Implications. The case study provides an indication that KC may be helpful in managing the pain of clustered painful procedures in full term neonates. Most mother-baby nurses do not know that KC minimizes pain  ; thus, nursing education needs to include KC as a non-pharmacologic pain reduction intervention for newborns and infants. In regards to practice, nurses can now be assured that KC can be used to minimize bedside procedural pain   and can practice in a way consistent with current best practice recommendations   . Also, the mother we studied eagerly participated, suggesting a positive attitude toward holding her infant during the clustered painful procedures; some, but not all, mothers want to hold their infants during painful procedures   . Determining and encouraging maternal willingness to do so are recommended.
Kangaroo Care’s effectiveness in minimizing pain due to clustered painful procedures needs to be established by adequately powered experimental studies. Future studies could also consider the nurse’s level of empathy for the infant’s pain because nurse empathy is expected to be related to the magnitude of pain an infant experiences  . Future research can also address the possibility that clustered painful procedures may be less painful than single painful procedures.
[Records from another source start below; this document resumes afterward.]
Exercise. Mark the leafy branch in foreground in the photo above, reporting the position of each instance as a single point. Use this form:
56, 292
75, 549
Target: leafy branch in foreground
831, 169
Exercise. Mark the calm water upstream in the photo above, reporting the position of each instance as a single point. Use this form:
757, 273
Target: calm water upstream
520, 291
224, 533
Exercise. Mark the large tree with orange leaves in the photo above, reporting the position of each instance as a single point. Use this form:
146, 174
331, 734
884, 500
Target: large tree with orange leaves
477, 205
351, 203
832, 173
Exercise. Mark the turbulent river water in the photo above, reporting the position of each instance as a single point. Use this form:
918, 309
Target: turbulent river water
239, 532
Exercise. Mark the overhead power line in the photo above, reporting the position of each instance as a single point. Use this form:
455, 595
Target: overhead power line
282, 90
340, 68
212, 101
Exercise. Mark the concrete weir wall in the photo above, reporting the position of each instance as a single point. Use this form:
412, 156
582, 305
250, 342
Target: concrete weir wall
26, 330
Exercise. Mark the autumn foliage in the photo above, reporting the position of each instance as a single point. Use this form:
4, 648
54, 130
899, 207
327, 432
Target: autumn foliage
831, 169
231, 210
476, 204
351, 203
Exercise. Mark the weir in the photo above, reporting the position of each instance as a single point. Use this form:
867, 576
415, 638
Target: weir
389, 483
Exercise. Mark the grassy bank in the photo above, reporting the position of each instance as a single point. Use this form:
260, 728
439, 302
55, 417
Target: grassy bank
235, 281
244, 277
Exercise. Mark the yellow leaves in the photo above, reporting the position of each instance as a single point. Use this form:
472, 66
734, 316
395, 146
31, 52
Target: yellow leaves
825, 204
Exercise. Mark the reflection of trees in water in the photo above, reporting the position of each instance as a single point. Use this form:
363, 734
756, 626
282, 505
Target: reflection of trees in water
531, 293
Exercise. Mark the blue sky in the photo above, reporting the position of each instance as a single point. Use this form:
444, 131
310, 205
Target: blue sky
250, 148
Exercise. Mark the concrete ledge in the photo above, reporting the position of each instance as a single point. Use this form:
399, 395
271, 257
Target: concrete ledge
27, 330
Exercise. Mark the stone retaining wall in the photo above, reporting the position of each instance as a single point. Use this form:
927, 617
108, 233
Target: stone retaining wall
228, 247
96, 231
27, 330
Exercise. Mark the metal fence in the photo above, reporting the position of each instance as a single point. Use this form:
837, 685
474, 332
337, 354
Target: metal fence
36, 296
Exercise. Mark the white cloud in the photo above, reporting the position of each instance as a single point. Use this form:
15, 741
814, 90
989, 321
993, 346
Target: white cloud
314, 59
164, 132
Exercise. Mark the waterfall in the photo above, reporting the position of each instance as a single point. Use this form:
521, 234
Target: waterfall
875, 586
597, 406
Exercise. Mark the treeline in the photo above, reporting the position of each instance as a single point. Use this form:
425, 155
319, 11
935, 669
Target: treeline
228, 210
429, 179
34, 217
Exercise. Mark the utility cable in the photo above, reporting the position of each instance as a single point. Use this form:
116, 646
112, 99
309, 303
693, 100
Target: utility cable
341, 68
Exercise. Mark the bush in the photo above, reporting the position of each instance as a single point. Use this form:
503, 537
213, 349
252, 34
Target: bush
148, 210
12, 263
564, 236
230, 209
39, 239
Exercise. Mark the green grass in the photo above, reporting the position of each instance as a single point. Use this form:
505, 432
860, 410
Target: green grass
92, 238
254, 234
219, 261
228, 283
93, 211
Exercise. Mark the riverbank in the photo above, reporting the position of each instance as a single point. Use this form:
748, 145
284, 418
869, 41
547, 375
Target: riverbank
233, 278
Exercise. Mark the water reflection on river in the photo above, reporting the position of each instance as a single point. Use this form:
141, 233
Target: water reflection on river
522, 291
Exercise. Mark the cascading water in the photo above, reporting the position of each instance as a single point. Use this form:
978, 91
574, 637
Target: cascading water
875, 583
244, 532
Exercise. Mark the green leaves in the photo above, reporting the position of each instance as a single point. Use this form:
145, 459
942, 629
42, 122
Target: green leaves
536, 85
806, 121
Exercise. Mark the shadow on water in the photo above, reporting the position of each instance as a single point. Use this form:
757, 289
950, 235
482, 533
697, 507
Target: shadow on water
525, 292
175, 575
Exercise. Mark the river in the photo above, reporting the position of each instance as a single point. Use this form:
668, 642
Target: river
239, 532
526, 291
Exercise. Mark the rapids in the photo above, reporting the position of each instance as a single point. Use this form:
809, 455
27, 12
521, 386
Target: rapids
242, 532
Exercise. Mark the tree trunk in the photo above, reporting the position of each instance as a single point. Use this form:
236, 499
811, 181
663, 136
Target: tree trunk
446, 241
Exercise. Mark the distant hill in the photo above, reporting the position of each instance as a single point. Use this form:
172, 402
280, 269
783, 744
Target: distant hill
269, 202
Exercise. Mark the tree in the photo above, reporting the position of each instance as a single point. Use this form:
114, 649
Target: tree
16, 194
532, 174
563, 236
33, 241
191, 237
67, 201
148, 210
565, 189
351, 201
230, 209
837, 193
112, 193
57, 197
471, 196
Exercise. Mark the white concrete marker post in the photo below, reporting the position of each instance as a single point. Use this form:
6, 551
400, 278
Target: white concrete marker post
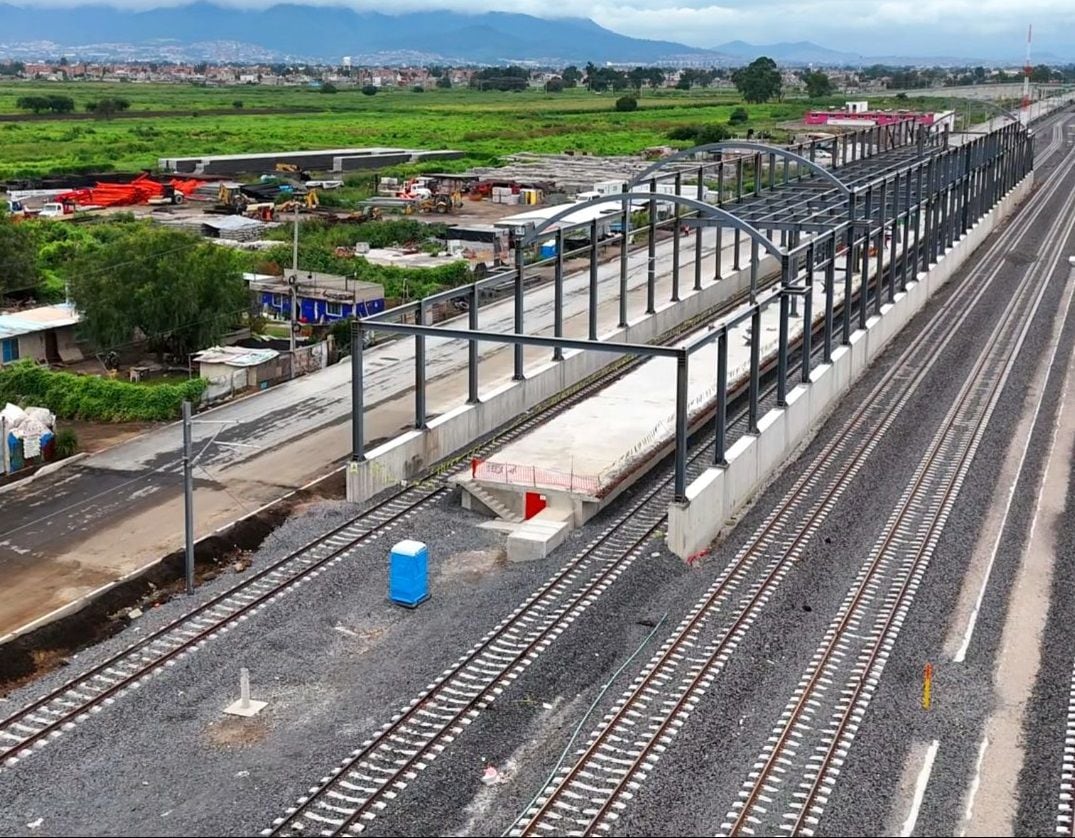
244, 706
This case study of a healthy term female newborn suggests that KC minimizes the pain of clustered painful procedures performed on the left side of the body. Clustered painful procedures were tolerated without bradycardia and oxygen desaturation during KC. Further studies with a larger sample size and experimental designs are needed to establish KC’s role in the management of pain from clustered painful experiences.
Conflicts of Interest
Raouth R. Kostandy reports no financial interest or potential conflicts of interest. Susan M. Ludington-Hoe reports no financial interest or potential conflicts of interest.
Financial support for the study was provided in part by The University of Akron, College of Nursing Research Award and The University of Akron Faculty Research Grants and Fellowships and both organizations had no role in execution of the study beyond financial support.